This project is still in experimental stage. See Known bugs and issues

Data generation tool from JSON schemas.

Usage

Inside a property test

defmodule MyTest do
  use ExUnit.Case
  use ExUnitProperties

  property "generates valid user profiles" do
    schema = %{
      "type" => "object",
      "additionalProperties" => false,
      "properties" => %{
        "birthDate" => %{"type" => "string", "format" => "date"},
        "name" => %{"type" => "string", "pattern" => "^[A-Z][a-z]+$"},
        "email" => %{"type" => "string", "format" => "email"}
      },
      "required" => ["birthDate", "name", "email"]
    }

    check all user_data <- RockSolid.from_schema(schema) do
      assert Regex.match?(~r/^[A-Z][a-z]+$/, user_data["name"])
      assert %Date{} = Date.from_iso8601!(user_data["birthDate"])
      assert String.split(user_data["email"], "@") |> length() == 2
    end
  end
end

or as a generator, since RockSolid.from_schema/1 returns elements of StreamData.t()

iex(1)> specs = %{
  "type" => "object",
  "properties" => %{
    "serverIPs" => %{
      "type" => "array",
      "items" => %{"type" => "string", "format" => "ipv4"},
      "uniqueItems" => true,
      "minItems" => 1
    },
    "serverName" => %{"pattern" => "^[a-z][a-z_0-9]{2,255}$", "type" => "string"},
  },
  "required" => ["serverIPs", "serverName"],
  "additionalProperties" => false
}

iex(2)> specs |> RockSolid.from_schema() |> Enum.take(3)
[
  %{"serverIPs" => ["148.50.92.205"], "serverName" => "a5l"},
  %{"serverIPs" => ["230.26.166.121"], "serverName" => "y_w"},
  %{
    "serverIPs" => ["144.154.111.248", "155.134.134.38"],
    "serverName" => "v2_5"
  }
]

Overview and Architecture

This library is inspired by hypothesis-jsonschema, this paper and schemathesis. However, the existing libraries contain several issues and bugs, and do not support many common patterns in existing JSON Schemas found in the wild.

As described in the paper, the goal is to transform a given JSON schema such that every subschema can be used to generate random valid data. For this to happen, a valid subschema is one of:

Given that JSON schema supports more keywords that cannot be used to generate data, the schema must be transformed accordingly.

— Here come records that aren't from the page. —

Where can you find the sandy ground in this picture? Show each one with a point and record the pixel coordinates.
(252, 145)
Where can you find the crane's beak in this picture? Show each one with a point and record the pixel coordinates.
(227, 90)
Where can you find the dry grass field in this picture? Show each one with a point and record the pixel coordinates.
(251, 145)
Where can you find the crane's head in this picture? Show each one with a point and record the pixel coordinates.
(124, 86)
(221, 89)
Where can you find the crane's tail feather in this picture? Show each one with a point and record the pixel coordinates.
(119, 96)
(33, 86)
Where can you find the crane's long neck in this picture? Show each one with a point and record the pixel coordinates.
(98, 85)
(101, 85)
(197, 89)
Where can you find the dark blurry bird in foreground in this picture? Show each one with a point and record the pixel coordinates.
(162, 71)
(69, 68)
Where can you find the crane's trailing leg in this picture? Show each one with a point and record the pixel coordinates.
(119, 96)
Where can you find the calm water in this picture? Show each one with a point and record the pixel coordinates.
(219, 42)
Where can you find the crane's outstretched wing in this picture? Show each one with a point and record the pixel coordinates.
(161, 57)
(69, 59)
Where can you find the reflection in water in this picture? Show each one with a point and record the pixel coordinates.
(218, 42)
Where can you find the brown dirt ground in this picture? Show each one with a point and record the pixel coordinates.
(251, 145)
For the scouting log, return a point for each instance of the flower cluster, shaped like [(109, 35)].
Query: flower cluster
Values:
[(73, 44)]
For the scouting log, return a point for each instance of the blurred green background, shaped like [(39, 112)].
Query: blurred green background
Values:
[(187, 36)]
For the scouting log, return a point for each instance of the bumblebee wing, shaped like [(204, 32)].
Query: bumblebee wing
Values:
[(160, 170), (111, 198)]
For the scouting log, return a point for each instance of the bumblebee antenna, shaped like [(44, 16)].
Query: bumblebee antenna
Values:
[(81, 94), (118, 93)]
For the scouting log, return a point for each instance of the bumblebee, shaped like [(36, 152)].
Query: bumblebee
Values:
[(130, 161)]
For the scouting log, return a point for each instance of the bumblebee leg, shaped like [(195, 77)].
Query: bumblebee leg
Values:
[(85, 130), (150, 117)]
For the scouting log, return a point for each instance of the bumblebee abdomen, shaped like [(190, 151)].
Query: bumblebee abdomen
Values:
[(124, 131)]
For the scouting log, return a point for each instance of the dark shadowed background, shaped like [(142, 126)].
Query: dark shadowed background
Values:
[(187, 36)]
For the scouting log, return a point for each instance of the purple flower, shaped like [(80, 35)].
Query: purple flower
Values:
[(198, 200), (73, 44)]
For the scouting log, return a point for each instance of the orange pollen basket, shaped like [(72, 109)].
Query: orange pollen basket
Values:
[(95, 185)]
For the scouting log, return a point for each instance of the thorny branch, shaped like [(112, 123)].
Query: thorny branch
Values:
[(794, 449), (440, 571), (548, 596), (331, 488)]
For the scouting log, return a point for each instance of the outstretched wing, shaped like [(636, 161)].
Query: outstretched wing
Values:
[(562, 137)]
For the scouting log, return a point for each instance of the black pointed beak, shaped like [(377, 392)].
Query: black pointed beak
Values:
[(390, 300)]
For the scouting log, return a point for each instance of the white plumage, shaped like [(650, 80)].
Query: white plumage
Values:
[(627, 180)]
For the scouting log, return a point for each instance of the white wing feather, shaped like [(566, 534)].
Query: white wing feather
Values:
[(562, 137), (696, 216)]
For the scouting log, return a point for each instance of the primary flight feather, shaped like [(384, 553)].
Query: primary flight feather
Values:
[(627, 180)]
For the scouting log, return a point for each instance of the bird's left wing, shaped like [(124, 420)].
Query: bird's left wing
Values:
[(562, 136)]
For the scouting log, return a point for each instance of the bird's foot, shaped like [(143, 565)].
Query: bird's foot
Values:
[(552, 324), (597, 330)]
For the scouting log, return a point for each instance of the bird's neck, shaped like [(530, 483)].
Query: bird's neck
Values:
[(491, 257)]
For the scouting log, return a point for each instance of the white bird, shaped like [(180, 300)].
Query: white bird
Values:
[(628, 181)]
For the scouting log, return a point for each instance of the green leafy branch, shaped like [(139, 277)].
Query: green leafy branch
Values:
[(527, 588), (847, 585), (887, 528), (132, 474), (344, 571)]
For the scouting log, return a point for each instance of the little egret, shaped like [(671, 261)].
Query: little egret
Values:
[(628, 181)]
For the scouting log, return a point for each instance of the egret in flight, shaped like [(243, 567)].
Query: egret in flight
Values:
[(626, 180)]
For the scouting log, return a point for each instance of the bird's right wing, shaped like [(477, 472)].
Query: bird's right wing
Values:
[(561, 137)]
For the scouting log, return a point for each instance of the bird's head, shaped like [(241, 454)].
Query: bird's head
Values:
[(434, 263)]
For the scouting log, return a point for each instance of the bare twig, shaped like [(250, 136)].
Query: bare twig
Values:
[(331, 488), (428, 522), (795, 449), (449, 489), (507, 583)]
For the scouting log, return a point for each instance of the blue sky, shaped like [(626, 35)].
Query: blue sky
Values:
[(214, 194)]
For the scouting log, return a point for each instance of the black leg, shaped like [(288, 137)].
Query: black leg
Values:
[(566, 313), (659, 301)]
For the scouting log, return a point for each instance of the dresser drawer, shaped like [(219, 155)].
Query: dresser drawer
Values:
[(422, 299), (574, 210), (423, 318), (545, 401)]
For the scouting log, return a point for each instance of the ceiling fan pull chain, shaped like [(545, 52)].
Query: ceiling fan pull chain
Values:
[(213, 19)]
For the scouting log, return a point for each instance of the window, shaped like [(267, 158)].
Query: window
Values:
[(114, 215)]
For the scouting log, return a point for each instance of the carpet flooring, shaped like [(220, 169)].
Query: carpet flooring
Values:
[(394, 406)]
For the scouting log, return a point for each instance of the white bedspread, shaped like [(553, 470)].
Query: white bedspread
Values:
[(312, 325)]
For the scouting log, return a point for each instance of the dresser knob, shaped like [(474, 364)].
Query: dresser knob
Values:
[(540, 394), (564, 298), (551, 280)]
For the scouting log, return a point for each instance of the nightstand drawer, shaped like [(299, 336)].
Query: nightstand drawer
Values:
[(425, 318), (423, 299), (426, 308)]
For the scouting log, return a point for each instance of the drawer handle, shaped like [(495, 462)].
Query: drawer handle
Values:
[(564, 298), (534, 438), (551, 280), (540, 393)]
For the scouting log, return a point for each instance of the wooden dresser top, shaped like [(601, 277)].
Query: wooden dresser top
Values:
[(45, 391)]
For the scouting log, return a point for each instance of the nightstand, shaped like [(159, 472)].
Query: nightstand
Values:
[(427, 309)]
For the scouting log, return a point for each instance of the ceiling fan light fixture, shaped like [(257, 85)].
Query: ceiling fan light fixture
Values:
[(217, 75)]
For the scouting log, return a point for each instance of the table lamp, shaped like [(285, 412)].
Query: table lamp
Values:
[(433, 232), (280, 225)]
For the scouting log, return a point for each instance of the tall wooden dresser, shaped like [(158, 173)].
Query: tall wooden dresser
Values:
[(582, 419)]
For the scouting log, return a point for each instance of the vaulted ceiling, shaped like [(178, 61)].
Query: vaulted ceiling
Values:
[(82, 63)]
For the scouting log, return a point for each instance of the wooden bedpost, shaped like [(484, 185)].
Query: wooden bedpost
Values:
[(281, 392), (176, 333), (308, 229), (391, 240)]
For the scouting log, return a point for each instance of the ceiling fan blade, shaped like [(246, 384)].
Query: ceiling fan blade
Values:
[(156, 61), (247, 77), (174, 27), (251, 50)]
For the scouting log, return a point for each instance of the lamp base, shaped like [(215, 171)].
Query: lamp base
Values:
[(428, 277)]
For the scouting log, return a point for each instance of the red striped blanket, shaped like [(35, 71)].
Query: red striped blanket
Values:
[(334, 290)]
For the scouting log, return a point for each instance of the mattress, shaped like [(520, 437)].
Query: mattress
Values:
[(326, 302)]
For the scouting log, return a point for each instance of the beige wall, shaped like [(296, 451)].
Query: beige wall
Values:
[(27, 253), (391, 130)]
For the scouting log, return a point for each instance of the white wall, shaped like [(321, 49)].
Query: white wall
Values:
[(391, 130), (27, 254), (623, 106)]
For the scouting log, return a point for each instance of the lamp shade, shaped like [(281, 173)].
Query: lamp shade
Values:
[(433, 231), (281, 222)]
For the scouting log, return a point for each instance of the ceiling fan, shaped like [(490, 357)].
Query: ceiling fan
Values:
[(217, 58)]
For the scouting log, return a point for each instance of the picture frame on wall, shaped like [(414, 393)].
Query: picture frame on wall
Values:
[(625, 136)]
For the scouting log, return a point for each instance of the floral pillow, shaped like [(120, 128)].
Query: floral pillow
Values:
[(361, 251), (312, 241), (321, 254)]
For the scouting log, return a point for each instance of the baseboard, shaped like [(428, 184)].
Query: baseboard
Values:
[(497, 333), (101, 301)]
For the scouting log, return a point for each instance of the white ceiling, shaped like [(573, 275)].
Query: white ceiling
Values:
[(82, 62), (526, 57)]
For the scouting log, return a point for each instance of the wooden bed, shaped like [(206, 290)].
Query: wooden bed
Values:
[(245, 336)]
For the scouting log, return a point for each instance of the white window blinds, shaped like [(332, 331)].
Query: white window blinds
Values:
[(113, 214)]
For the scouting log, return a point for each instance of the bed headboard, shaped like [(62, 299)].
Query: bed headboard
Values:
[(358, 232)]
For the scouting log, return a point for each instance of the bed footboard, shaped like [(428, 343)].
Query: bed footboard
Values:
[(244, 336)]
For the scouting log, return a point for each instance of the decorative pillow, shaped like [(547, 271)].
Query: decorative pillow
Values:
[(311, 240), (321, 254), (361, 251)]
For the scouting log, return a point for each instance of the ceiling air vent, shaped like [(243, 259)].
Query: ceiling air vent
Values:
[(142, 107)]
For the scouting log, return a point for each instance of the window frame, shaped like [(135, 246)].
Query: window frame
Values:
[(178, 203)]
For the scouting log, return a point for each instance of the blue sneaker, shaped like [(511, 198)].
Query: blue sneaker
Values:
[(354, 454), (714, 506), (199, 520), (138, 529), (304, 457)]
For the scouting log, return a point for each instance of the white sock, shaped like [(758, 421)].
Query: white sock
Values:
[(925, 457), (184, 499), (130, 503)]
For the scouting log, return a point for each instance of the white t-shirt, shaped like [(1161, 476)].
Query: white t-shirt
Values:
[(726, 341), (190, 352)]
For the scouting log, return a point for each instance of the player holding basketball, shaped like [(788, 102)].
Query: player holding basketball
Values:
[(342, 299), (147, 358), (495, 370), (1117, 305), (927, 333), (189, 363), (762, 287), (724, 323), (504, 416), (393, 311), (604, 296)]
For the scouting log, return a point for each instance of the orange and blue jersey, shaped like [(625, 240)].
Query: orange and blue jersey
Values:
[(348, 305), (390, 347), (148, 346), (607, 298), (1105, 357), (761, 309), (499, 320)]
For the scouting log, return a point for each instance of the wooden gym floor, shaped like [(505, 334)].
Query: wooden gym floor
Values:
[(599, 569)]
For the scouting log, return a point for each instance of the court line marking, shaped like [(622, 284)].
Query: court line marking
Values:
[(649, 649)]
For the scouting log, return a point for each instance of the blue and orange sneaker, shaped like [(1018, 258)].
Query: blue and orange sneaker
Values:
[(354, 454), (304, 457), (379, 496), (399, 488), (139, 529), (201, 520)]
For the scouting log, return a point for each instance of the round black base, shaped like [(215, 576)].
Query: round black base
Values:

The entire process consists of three main steps: Migration, Transformation, Generation

Migration

The input schema, and all the remote schemas referenced are transformed to draft-2020-12 compliant schemas. Additionally, $ref to $anchor are replaced by the JSON pointer instead, and all $ref to paths that have been modified are updated accordingly. All relative pointers are replaced by their absolute value so that they can be fetched and referenced unambiguously from any schema. The schemas are then saved in local cache directory and in process memory.

Transformation

The migrated input schema is recursively transformed into a subschema valid for generation by expanding and intersecting subschemas. Remote schemas are only transformed on-demand, and the transformed result is stored in process memory.

Generation

The transformed schema is used to generate valid data using StreamData and MoreStreamData libraries.

Knwon bugs and issues

Ordered by most common to least common based on testing schemas from Schemastore

Too many elements filtered out

When reaching the data generation step, StreamData throws an error because too many elements have been filtered out. This happens mostly for "string" type when pattern or format are specified, along with maxLength and/or minLength. Since the underlying from_regex and from_format lack options to set min/max length, we first have to generate the string and then filter them. The solution requires generating from regex or from format that are length-aware.

Another case are schemas containing a not clause that overlaps with most elements generated. Aside from implementing a smarter not intersection there is not much to do.

Timeout

Usually due to heavy recursive definitions where the recursive schemas also contain many fields and options to generate from. One possible solution is to peek at the next value, if it is a $ref then geenrate with "less chance" if it's a property, or if it's an array of $ref scale down the generation size even further. The other case where this often happens are regex intersections, greenery is quite slow sometimes and can cause timeouts.

Recursive intersection

In order to perform intersection of recurisve schemas, we create a placeholder, and when we reach it again we return it and create a new schema on demand. The problem is that sometimes recursive schemas are reached from different branches, the code tries to return the placeholder but it doesn't exist yet because we are in the process of creating it.

"$dynamicRef" and "$dynamicAnchor"

Unsupported, might be supported in the future

"unevaluatedItems" and "unevaluatedProperties"

Unsupported when not false, and not planning to support it.

"contains" keyword

The contains keyword is transformed by adding a prefixItem or intersecting with the first prefixItem that matches the contains condition. Additionally, maxContains is not supported. This current implementation is a quick workaround and causes failures. It must be rewritten.